There’s renewed debate about the city’s pedestrian strategy, following the death of a senior in the city’s northwest.
The 66-year-old woman was struck and killed in a marked crosswalk at Centre Street and 18 Avenue Monday night.
The Step Forward strategy, which would include lowering speed limits in residential areas, adding more rapid flashing beacons at crosswalks, and an extensive awareness campaign, was tabled last month at City Hall.
But, at least one councillor is wondering if we shouldn’t be acting sooner.
Ward 7’s Druh Farrell says Centre Street North, where the woman was struck, has long been an area of concern.
“The speeds are very high, it’s not built for pedestrians, it’s not comfortable for them, and the crossing movements feel very unsafe,” she said.
She says this incident highlights the urgency of passing the strategy.

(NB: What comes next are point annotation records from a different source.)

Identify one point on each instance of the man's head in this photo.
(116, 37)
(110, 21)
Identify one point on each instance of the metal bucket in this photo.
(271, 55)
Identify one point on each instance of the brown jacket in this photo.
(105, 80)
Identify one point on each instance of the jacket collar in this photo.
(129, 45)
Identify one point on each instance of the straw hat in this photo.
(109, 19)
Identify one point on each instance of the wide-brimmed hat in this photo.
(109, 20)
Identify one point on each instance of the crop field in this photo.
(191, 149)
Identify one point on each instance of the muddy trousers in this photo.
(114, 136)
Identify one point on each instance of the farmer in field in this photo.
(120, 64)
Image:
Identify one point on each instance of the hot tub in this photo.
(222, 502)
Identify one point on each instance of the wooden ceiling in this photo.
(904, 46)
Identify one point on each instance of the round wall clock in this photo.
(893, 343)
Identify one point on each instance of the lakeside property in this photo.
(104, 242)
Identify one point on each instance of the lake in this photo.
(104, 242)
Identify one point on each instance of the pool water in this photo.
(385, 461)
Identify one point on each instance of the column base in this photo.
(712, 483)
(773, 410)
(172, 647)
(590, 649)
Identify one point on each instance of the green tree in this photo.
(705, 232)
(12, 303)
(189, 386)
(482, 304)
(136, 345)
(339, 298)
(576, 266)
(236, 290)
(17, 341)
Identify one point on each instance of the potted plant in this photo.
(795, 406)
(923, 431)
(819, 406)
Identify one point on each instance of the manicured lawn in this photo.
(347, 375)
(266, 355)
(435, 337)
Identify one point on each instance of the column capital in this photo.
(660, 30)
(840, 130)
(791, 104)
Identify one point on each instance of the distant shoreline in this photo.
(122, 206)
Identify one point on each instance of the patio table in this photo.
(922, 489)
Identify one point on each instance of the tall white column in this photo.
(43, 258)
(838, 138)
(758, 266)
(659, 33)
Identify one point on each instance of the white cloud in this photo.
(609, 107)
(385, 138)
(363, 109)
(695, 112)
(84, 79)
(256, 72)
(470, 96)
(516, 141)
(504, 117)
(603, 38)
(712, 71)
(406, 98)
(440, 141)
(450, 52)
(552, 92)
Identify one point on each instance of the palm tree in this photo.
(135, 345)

“Pedestrians are the most vulnerable user in the city. We’ve created unsafe conditions,” Farrell said. “Other cities have implemented stronger documents, but it certainly is a ‘step forward’.”
Ward 10’s Andre Chabot says the extra time was needed, as there were areas of the document that needed to be updated.

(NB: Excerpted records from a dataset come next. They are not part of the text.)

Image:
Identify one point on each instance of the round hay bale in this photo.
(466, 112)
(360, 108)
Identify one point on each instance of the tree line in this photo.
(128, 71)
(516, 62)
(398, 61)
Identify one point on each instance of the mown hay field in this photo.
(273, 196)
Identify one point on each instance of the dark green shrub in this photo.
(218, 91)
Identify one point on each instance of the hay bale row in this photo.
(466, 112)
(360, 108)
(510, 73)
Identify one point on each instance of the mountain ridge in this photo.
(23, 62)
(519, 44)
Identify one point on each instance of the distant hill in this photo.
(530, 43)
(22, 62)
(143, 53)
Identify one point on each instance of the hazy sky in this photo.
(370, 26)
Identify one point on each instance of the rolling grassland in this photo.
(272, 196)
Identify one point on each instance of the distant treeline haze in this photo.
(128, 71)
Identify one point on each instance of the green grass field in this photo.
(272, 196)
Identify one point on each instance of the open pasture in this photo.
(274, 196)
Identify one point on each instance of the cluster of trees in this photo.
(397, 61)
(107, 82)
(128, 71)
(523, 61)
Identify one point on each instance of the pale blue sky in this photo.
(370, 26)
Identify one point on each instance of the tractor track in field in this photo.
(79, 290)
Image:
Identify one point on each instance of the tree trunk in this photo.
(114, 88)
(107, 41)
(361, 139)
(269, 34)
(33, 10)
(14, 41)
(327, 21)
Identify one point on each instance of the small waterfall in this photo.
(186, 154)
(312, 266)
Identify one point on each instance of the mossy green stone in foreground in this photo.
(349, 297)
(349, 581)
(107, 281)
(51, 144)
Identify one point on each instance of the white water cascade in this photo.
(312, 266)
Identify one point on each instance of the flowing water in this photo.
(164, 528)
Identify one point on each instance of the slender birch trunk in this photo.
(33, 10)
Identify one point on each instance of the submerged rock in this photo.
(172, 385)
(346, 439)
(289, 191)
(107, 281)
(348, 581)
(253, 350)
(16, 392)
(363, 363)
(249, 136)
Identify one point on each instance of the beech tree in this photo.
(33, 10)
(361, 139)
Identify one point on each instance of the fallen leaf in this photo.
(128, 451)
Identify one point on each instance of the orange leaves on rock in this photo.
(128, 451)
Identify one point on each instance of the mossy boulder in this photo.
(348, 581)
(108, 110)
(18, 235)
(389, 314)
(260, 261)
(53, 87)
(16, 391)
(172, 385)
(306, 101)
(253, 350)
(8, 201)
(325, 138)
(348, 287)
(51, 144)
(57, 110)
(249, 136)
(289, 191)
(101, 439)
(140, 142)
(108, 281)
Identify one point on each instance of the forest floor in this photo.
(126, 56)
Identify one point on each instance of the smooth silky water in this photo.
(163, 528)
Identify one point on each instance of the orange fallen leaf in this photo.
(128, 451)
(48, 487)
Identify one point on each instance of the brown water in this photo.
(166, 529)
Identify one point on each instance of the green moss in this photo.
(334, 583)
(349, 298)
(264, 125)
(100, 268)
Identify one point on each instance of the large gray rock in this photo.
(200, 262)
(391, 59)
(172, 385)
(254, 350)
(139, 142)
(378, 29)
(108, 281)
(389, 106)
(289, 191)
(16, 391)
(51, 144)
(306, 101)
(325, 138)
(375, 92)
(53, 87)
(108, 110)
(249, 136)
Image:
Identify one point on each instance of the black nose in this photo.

“I think that’s part of the reason that we sent it back,” he said. “We wanted to have a chance to talk a little bit more about those high priority areas,” he said.

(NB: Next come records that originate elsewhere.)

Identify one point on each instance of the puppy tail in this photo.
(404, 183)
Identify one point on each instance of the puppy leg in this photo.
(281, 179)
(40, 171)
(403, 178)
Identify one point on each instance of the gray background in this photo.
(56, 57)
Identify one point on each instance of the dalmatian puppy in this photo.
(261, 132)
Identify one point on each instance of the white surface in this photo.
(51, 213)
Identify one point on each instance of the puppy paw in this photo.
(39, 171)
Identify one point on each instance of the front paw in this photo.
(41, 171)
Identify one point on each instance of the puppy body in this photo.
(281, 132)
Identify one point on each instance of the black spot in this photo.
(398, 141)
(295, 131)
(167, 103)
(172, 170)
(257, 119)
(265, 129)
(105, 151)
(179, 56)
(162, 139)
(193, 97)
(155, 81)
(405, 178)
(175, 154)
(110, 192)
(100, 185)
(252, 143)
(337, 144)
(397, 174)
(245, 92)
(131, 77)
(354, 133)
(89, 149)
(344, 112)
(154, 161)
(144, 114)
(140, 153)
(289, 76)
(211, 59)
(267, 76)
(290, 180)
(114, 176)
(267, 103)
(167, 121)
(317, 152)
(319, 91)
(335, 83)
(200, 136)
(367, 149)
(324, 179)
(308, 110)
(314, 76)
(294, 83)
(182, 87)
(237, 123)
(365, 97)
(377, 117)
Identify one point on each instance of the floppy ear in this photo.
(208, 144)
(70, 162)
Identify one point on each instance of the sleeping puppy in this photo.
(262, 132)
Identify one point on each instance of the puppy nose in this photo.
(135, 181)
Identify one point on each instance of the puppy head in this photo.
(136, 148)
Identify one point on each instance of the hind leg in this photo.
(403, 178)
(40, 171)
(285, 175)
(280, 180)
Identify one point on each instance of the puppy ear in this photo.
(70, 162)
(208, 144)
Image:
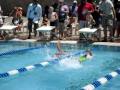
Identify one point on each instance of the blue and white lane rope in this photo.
(31, 67)
(19, 50)
(102, 80)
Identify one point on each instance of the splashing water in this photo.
(70, 63)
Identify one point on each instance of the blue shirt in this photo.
(34, 12)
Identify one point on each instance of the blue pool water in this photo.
(68, 74)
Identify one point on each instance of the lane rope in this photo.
(102, 80)
(42, 64)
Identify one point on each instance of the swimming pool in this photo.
(68, 74)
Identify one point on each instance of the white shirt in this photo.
(106, 7)
(34, 12)
(1, 21)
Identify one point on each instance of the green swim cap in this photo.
(82, 58)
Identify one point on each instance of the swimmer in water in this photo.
(60, 51)
(87, 56)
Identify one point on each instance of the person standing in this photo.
(108, 15)
(62, 16)
(1, 20)
(34, 14)
(83, 9)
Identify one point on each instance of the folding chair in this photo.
(87, 31)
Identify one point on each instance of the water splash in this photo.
(70, 63)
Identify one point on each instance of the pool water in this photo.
(68, 74)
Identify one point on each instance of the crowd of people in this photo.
(63, 16)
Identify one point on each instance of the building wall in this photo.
(7, 5)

Chabot supports lowering the residential speed limit from 50 km/h to 40 km/h, but says they have to take a serious look at the costs.
“It would be a lot better if the provincial government initiated it province-wide. If the City of Calgary were to do it as a standalone city, the costs would be more than double because of the amount of additional signage that we’d have to put on,” he said.
The pedestrian strategy will return for debate at a city committee in April.